26TH Open Systems Days
Croatian Linux Users’ Conference

18 - 19 APRIL 2019

FER, Zagreb, Croatia

Break it up!


In the game of monopoly, are the days of the tech giants numbered or do they just pass go?

In 2018, global GDP was $84 Thousand Billion. The Big Five in tech - Apple, Amazon, Alphabet (Google), Microsoft and Facebook alone are valued at $3882 Billion.

The tactics these companies are using look more and more like the tactics of the great early monopolies, the US Standard Oil and Ma Bell. Agression, copying and buying out are the order of the day, killing competition and causing global antitrust lawyers to look up. The scandals they are embroiled in are pretty much daily news. Consumers and businesses are locked in.

Open Source suffers - these companies half open source old software, leading to consumer and developer lock-in. They give but they take far more.

Looking at how monopolies were broken up in the past, and examining the acquisitions made after, the companies that grow out of the rubble look almost exactly the same as the old companies, having bought the fragmented parts of old parents.

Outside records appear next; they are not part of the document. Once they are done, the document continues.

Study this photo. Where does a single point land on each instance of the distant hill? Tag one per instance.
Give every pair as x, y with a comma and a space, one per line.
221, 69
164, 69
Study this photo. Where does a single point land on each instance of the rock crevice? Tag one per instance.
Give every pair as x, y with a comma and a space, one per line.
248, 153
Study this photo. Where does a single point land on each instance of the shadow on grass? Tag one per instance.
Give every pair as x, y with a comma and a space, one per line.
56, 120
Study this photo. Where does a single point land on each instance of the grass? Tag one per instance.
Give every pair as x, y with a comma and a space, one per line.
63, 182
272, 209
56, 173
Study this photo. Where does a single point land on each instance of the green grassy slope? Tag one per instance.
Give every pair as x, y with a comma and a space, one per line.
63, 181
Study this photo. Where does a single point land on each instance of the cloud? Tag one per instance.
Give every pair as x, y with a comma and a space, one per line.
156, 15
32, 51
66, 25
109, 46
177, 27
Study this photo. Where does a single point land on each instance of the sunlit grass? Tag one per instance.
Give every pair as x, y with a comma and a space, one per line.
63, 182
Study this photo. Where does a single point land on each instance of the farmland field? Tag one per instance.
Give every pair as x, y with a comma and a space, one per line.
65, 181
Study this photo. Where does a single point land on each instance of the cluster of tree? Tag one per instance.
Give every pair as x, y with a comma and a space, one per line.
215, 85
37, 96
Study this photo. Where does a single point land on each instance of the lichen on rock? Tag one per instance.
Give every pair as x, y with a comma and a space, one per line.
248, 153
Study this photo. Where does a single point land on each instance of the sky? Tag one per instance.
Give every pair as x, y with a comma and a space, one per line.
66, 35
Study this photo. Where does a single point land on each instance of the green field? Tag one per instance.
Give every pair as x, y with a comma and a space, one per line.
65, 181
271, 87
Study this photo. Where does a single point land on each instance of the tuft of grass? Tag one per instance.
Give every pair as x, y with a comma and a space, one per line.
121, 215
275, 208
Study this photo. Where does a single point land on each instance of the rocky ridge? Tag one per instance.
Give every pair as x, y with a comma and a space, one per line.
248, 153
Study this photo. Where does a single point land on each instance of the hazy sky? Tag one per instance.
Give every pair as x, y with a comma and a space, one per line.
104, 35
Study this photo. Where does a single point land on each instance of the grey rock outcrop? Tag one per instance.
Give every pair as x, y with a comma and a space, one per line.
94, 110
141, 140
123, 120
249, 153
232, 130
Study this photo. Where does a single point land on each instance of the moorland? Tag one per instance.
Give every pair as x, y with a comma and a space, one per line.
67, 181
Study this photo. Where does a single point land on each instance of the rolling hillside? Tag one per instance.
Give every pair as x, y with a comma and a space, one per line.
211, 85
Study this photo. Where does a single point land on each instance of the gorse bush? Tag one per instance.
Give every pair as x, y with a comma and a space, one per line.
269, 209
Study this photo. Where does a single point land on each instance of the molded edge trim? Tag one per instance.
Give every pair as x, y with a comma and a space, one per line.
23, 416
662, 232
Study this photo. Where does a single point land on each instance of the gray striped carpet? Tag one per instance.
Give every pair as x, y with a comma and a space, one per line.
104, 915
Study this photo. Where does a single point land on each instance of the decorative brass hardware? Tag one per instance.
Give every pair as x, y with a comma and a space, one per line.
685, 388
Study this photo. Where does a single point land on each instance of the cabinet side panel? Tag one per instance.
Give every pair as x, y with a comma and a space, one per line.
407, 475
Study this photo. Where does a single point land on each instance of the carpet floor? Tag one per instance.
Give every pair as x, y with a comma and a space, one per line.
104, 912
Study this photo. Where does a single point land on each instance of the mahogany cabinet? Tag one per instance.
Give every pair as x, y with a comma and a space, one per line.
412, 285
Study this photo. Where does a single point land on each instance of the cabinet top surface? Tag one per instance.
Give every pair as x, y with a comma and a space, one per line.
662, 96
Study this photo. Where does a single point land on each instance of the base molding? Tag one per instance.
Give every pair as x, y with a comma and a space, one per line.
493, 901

Does antitrust law work then. Are the big tech companies really monopolies, or is it not that bad? Why is this an Open Source issue? What can we do about it, and would we want to?






Robin Edgar

In an entrepreneurial career Robin Edgar has lead many projects for customers ranging from multinational stock exchange listed companies to small and medium sized business. Currently, Robin Edgar is consulting on organisational structures and strategy as well as IT projects, holding workshops on IT security for upper management as well as writing a book to motivate people to think about their careers. Guiding listed multinationals and smaller or mid-sized organisations, Robin Edgar is able to implement a clear structure and strategy in all levels of an organisation. By doing so, his goal is to increase efficiency, resulting in growth. With a strong international background, Robin Edgar has been exposed to many different cultures from a very early age. This has affected his views on life and interactions with others, creating a flexible approach to understanding differing points of view and ways of achieving results.


Hans de Raad

Independent consultant, open-source enthusiast (openSUSE, Drupal, etc). Also a big classical music lover (artistic manager of the Huygensfestival in Voorburg, supporter of several international chamber music festivals in/around The Hague, The Netherlands). One of my companies basic philosophies is, if open-source provides you with a stable revenue (thank you, 10x), you should do something in return. So my company donates 10% of its annual profit to one of the projects we've been using that year. This contribution can also be by providing help, i.e. in 2015 I was project lead and organizer for openSUSE conference in The Hague!